Sentado en una silla baja, con el delantal ya reseñado, impregnado este de manchas negras y rojas producidas por el bregar diario, además de algún que otro corte provocado por descuidos de la afilada y larga cuchilla  con la que cortaba el cuero, el zapatero, alumbrado con una pobre luz que colgaba desde el techo hasta baja altura proyectándose su haz sobre la mesa, reparaba y confeccionaba a medida el calzado.

Me gustaba ver aquella mesita donde trabajaba repleta de pequeños compartimentos en su base colmados de tachuelas y clavos de distintas medidas, entre ellos, aquellos de metal en forma de media luna que servían para que no se desgataran las punteras ni los tacones y que sonaban tanto al andar.
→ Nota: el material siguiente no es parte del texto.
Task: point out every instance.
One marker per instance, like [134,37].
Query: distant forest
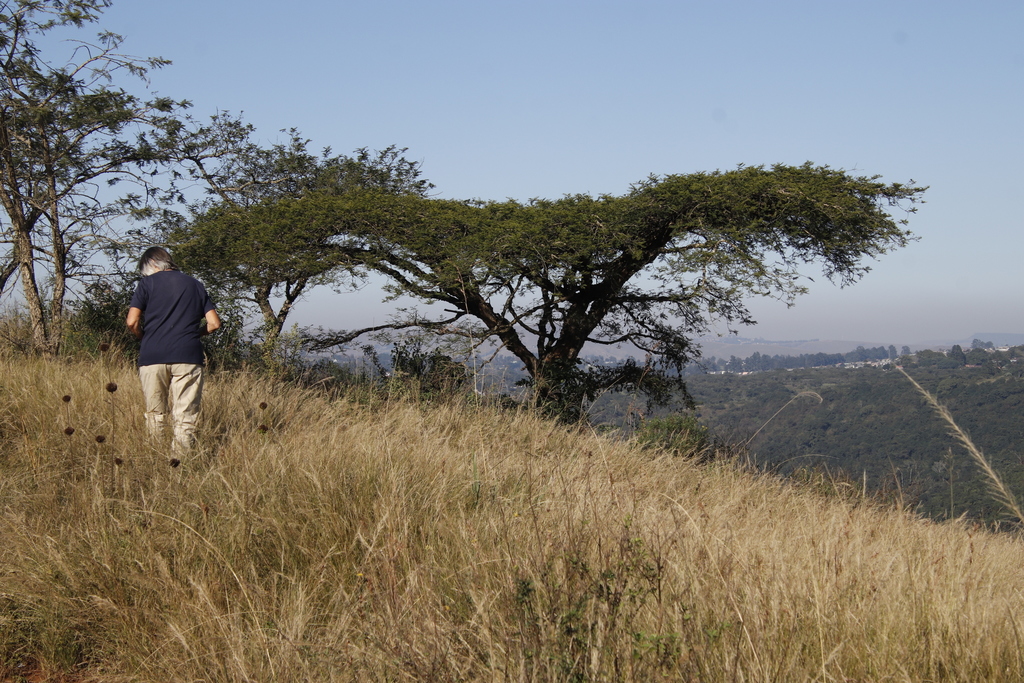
[868,426]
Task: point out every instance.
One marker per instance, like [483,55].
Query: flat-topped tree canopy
[653,267]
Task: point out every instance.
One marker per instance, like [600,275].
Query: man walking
[170,359]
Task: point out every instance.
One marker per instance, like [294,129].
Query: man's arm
[212,323]
[134,322]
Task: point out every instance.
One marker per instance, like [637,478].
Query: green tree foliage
[650,268]
[263,229]
[66,132]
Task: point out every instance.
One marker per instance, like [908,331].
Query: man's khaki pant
[174,388]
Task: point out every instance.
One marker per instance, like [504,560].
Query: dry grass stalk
[387,540]
[998,489]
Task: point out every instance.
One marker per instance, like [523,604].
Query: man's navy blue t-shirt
[173,304]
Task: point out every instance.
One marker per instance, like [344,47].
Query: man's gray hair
[156,259]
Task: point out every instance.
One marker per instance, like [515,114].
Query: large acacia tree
[261,233]
[652,268]
[67,133]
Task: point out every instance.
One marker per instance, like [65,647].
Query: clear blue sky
[530,98]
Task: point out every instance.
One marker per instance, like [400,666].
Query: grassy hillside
[323,539]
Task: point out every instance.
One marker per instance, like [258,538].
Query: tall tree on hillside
[651,268]
[67,134]
[262,229]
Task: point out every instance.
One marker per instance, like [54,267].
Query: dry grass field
[315,538]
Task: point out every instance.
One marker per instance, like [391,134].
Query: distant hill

Las leznas de varios tamaños se hermanaban con otros raros punzones que servirían para taladrar los duros materiales de los calzados. Durante el trabajo de confección, la cuerda encerada era introducida por los agujeros realizados por los instrumentos antes reseñados; el coser a dos cabos revelaba la buena profesionalidad del maestro.

Aquellos artesanos no solo reparaban los calzados, sino que también sabían confeccionarlos a medida por encargo del cliente. Recuerdo que las botas para los hombres era lo más demandado,  sobre todo por los más pudientes, por los “vegueros”, “los que escupían por un colmillo”, frase esta de hondo calado en nuestro pueblo por aquél entonces que servía para identificar a los económicamente acomodados, el resto, llevaba los zapatos y botas a reparar con el encargo al zapatero de “ponerle un parche” al roto.
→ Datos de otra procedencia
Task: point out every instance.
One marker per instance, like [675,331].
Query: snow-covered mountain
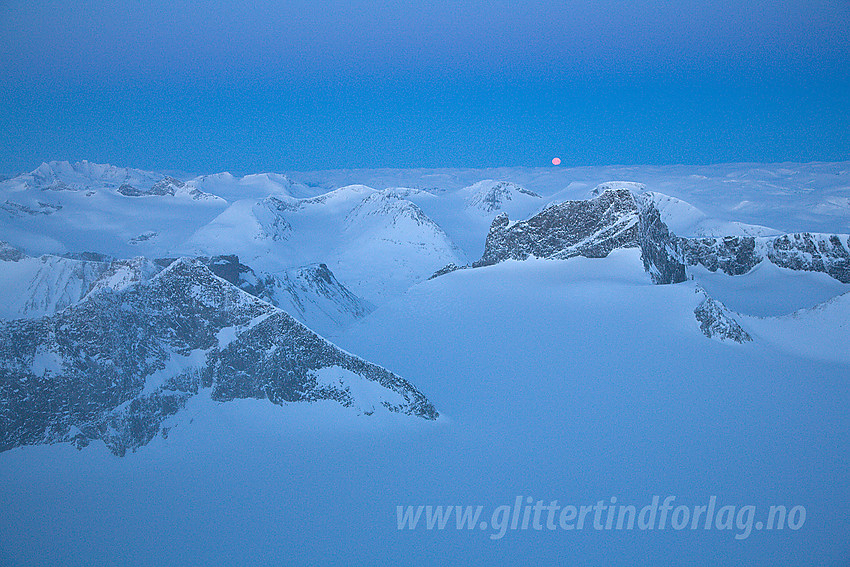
[155,325]
[376,242]
[118,365]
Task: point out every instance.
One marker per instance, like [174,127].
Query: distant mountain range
[130,292]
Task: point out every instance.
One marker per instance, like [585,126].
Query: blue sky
[207,86]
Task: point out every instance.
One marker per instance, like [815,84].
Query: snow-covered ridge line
[116,365]
[618,218]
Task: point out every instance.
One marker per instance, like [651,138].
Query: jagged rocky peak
[590,228]
[659,249]
[117,365]
[9,253]
[489,196]
[716,321]
[667,256]
[631,186]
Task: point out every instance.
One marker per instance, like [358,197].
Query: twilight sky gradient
[320,84]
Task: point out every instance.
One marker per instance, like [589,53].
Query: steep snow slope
[119,364]
[33,287]
[376,243]
[537,402]
[254,186]
[122,212]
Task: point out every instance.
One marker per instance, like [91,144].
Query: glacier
[279,369]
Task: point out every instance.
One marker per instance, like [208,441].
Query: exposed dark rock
[9,253]
[104,368]
[716,321]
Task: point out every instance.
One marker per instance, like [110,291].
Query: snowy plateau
[258,369]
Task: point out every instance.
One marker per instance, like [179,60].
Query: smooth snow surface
[572,380]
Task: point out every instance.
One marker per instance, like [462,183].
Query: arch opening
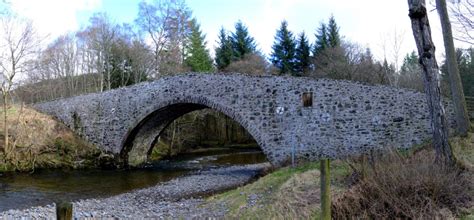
[151,136]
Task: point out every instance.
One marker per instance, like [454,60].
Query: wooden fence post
[325,190]
[64,211]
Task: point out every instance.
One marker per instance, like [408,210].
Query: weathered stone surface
[346,118]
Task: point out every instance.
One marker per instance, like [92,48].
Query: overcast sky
[369,23]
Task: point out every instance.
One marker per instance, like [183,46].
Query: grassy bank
[397,185]
[41,142]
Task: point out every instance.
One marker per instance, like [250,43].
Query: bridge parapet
[345,118]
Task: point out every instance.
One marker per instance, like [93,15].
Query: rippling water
[18,191]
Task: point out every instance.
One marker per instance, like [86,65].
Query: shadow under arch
[142,136]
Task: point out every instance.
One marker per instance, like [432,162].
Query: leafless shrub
[396,186]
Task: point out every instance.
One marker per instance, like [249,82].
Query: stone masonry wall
[346,118]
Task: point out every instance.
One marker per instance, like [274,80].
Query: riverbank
[37,141]
[181,197]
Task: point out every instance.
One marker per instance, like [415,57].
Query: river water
[19,191]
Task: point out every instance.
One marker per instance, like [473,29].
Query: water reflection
[18,191]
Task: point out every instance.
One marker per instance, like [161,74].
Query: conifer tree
[242,42]
[224,52]
[333,36]
[197,58]
[302,55]
[284,49]
[321,40]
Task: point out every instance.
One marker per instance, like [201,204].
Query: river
[19,191]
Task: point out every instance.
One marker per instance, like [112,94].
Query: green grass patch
[287,193]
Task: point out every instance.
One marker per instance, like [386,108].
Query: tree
[252,64]
[457,94]
[224,51]
[463,13]
[167,25]
[426,50]
[284,48]
[18,42]
[242,42]
[302,55]
[198,58]
[100,36]
[333,37]
[411,73]
[322,41]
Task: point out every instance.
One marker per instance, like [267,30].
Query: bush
[396,186]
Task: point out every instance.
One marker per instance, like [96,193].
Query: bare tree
[17,44]
[457,94]
[463,13]
[426,52]
[167,25]
[99,37]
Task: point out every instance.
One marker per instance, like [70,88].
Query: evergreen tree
[321,40]
[224,52]
[242,42]
[302,55]
[197,58]
[410,64]
[333,37]
[284,48]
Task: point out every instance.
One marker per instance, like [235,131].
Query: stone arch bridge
[342,118]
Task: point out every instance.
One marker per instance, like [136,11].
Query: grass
[41,142]
[287,193]
[410,186]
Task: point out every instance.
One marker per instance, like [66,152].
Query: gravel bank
[176,198]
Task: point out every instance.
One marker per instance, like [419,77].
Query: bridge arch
[142,135]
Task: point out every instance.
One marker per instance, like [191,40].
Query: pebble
[178,198]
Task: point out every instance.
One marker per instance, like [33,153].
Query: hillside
[41,142]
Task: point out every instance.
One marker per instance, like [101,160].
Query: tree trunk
[459,103]
[426,51]
[5,124]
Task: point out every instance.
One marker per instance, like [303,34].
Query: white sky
[369,23]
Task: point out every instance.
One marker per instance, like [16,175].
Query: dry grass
[397,186]
[287,193]
[41,142]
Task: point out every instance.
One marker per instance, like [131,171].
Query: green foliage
[465,61]
[198,58]
[224,51]
[242,42]
[302,55]
[466,70]
[334,39]
[327,36]
[322,41]
[284,49]
[410,64]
La horma era otra herramienta que no podía faltar en el taller del zapatero. Muchas veces esta imprescindible herramienta servía para ampliar un poco el calzado, así es que en mis tiempos, cuando el niño necesitaba un número más por el crecimiento normal de su desarrollo, muchas madres llevaban los zapatos para que metidos en la horma le diese algo de holgura, antes del desembolso de comprarle otros. En estos casos el martillo achatado con el que trabajaba cumplía de manera eficaz su función.
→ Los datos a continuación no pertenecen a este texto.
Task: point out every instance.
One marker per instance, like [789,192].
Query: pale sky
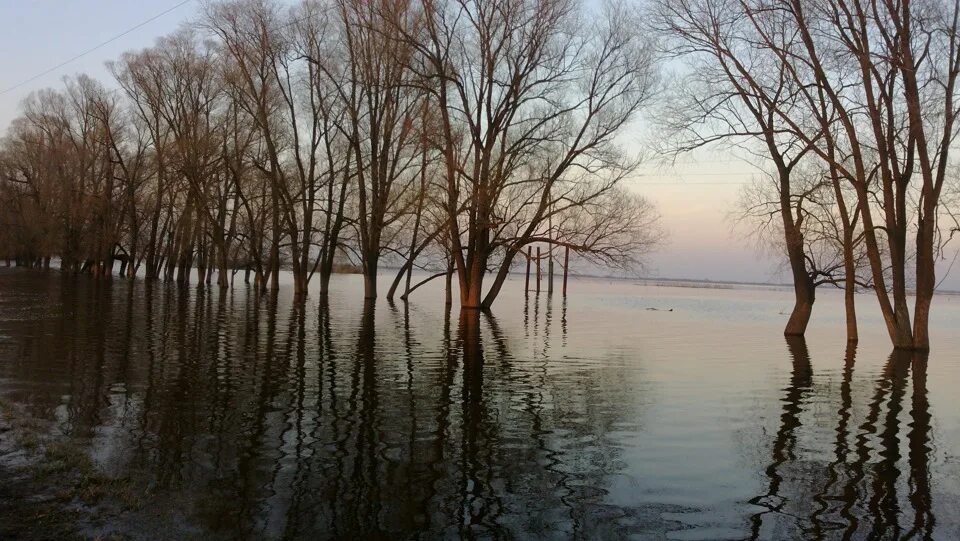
[694,197]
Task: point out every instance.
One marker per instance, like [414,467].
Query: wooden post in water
[526,287]
[538,270]
[550,272]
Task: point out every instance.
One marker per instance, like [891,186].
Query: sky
[695,196]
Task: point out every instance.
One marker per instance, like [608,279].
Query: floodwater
[605,415]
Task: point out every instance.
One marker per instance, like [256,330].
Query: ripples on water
[595,417]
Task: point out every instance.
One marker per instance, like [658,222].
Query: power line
[94,48]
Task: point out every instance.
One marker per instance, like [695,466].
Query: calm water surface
[603,416]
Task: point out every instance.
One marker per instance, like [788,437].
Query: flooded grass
[142,412]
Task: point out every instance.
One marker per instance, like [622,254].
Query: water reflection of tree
[279,418]
[855,494]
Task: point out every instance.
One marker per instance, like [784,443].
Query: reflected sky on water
[605,415]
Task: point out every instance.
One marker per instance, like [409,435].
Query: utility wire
[94,48]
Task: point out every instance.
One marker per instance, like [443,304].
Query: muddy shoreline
[53,490]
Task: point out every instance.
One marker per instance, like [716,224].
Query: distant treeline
[447,135]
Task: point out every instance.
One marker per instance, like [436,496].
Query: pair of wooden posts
[566,269]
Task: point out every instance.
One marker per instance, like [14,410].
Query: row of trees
[852,107]
[448,134]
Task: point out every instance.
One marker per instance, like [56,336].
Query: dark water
[594,417]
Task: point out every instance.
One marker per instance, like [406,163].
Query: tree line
[851,108]
[445,135]
[454,134]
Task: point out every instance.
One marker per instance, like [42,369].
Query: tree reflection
[859,492]
[271,416]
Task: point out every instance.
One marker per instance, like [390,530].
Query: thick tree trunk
[804,296]
[850,290]
[926,284]
[370,275]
Así eran aquellos zapateros de mis tiempos donde no faltaba  algún tertuliano que le acompañaba al maestro mientras ejercía su trabajo. “Zapatero a tus zapatos” o “Con ellos ando”, frases las dos muy utilizadas y que se perderán con el tiempo como se extinguieron los zapateros que narro. Sirvan estas líneas como homenaje a estos artesanos y abnegados hombres que dejaron huella en nuestro pueblo.   


lunes, 19 de noviembre de 2018

BARRER LA PUERTA DE LA CALLE



Barrer la puerta de la casa es todavía una costumbre que en nuestro pueblo la siguen practicando las mujeres en muchas  calles torrecampeñas. Es esta una praxis muy extendida no solo en nuestro municipio, sino en otros muchos de cualquier rincón de la geografía española  que yo he podido comprobar cuando los he visitado.
Tal vez, este hábito de barrer el trozo de la calle aledaña a la propiedad, venga  desde la noche de los tiempos, de cuando las caballerías formaban parte de la vida de los habitantes de aquellas poblaciones rurales que subsistían de la agricultura. 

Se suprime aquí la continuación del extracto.